Quienes se oponen al movimiento señalan que además de un fuerte etnocentrismo, las demandas de los mapuches generan violencia, toma forzada de predios reivindicados como suyos, intimidación a los propietarios, incendios y, últimamente, también ataques armados.
Apoyos internacionales
Los indígenas mapuches han acusado al Estado chileno de manipular o de pasar por alto la ley, sobre todo la Ley de Desarrollo Indígena; el excesivo uso de la fuerza por parte de los carabineros y la violación de sus derechos humanos, lo que les ha valido el apoyo de organismo internacionales que han hecho de la lucha de los mapuches una bandera a defender.

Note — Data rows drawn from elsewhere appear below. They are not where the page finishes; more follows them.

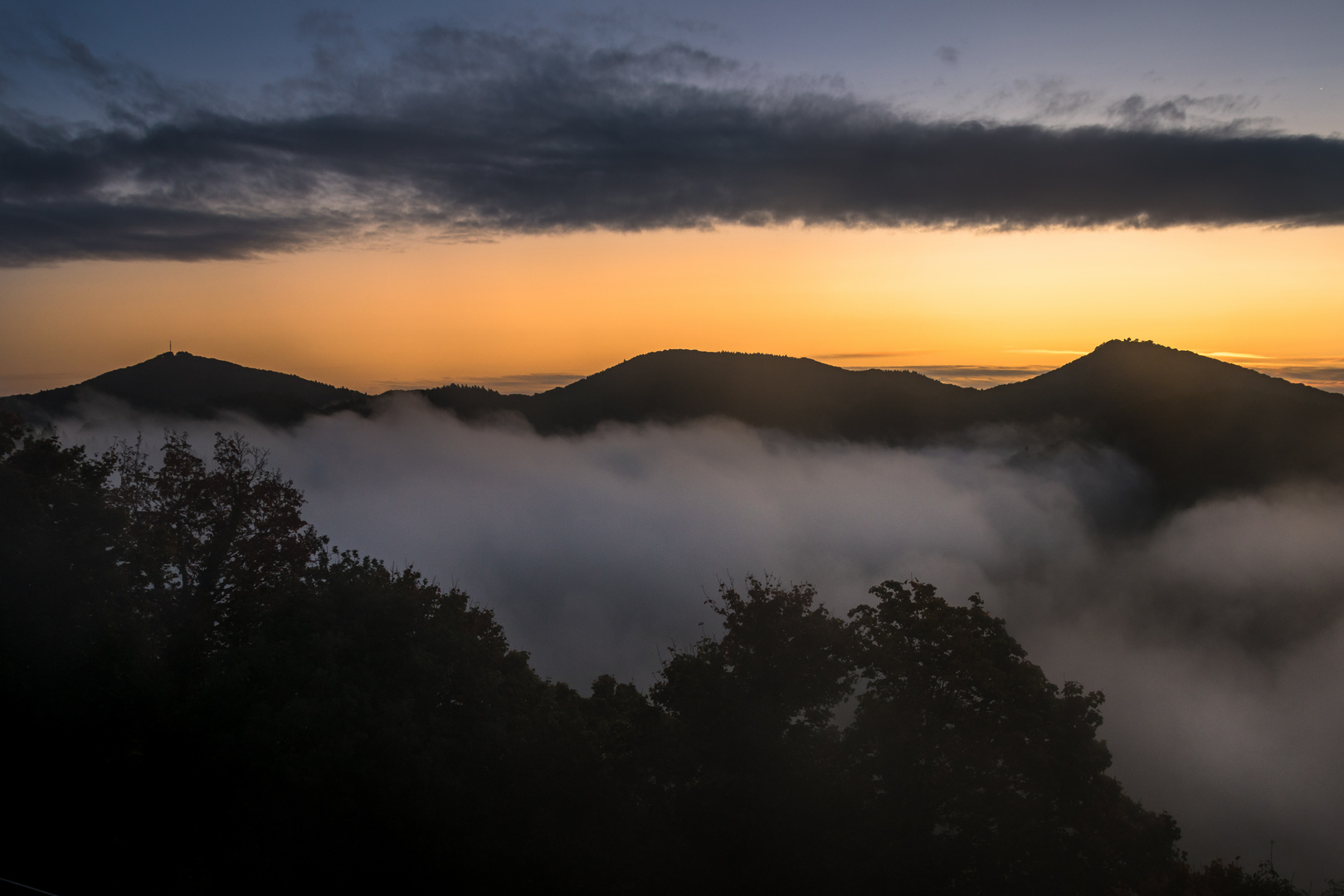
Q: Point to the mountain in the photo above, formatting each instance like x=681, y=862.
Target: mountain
x=1196, y=425
x=186, y=384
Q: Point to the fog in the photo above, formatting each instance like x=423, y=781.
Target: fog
x=1215, y=633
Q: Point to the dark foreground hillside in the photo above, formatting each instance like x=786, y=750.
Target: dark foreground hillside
x=202, y=696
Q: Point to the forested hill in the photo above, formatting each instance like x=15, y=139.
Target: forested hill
x=192, y=386
x=1195, y=423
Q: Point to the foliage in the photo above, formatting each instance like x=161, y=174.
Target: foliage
x=202, y=694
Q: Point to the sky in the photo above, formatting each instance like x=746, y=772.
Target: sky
x=522, y=193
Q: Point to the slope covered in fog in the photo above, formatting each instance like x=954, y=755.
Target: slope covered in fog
x=1198, y=426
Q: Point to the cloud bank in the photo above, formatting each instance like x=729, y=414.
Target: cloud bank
x=1216, y=637
x=472, y=134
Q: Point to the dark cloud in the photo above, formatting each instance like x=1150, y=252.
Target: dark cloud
x=466, y=134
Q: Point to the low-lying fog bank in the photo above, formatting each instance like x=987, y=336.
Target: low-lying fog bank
x=1216, y=635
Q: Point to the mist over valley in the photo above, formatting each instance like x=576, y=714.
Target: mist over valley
x=1209, y=610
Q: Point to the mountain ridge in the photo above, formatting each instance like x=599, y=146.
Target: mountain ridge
x=1196, y=425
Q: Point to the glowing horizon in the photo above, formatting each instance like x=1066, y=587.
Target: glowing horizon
x=530, y=310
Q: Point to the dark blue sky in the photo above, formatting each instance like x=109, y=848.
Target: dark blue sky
x=1059, y=62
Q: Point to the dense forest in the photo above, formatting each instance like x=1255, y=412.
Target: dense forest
x=202, y=694
x=1195, y=426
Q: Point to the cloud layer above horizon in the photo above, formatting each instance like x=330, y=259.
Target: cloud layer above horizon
x=468, y=134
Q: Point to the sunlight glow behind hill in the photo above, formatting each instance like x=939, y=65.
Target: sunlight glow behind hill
x=527, y=314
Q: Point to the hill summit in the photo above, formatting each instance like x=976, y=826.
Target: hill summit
x=182, y=383
x=1196, y=425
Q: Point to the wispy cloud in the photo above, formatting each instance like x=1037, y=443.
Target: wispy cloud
x=466, y=134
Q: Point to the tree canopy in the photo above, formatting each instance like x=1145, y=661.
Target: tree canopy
x=202, y=694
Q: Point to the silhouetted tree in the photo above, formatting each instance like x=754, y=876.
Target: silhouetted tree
x=199, y=696
x=986, y=777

Por su parte, las recomendaciones de la ONU piden que el gobierno genere una estrategia nacional, cree una comisión de consulta, ceda tierras y reconozca los derechos de los mapuches para poner fin, dice el texto del relator especial, a “la discriminación institucional y judicial” de este pueblo. Para ello, Ben Emmerson solicitó el reconocimiento constitucional de los mapuche, así como la creación de un Ministerio de Asuntos Indígenas.
Emmerson recomendó también poner fin a la aplicación de la ley antiterrorista (que prevé penas más duras que la legislación común) en causas vinculadas con sus reclamaciones territoriales y pidió además enmendar o derogar esa normativa. Esa legislación, que data del régimen de Augusto Pinochet, ““se ha convertido en parte del problema y no de la solución””, señaló el relator, quien insistió en que “se debería dejar de invocar “en este contexto políticamente delicado y potencialmente explosivo””.
Esto ha sido rechazado por el gobierno chileno. El ministro del Interior, Andrés Chadwick, calificó como ““sin fundamento” y carente de “información adecuada”” el reporte de la ONU en el que se exige el cese inmediato de la aplicación de una severa Ley Antiterrorista a indígenas mapuches.
El martes, el relator especial sobre la promoción y protección de los derechos humanos en la lucha contra el terrorismo de la ONU, Ben Emmerson, exhortó al Estado chileno a cesar en la aplicación de la Ley Antiterrorista contra los mapuches.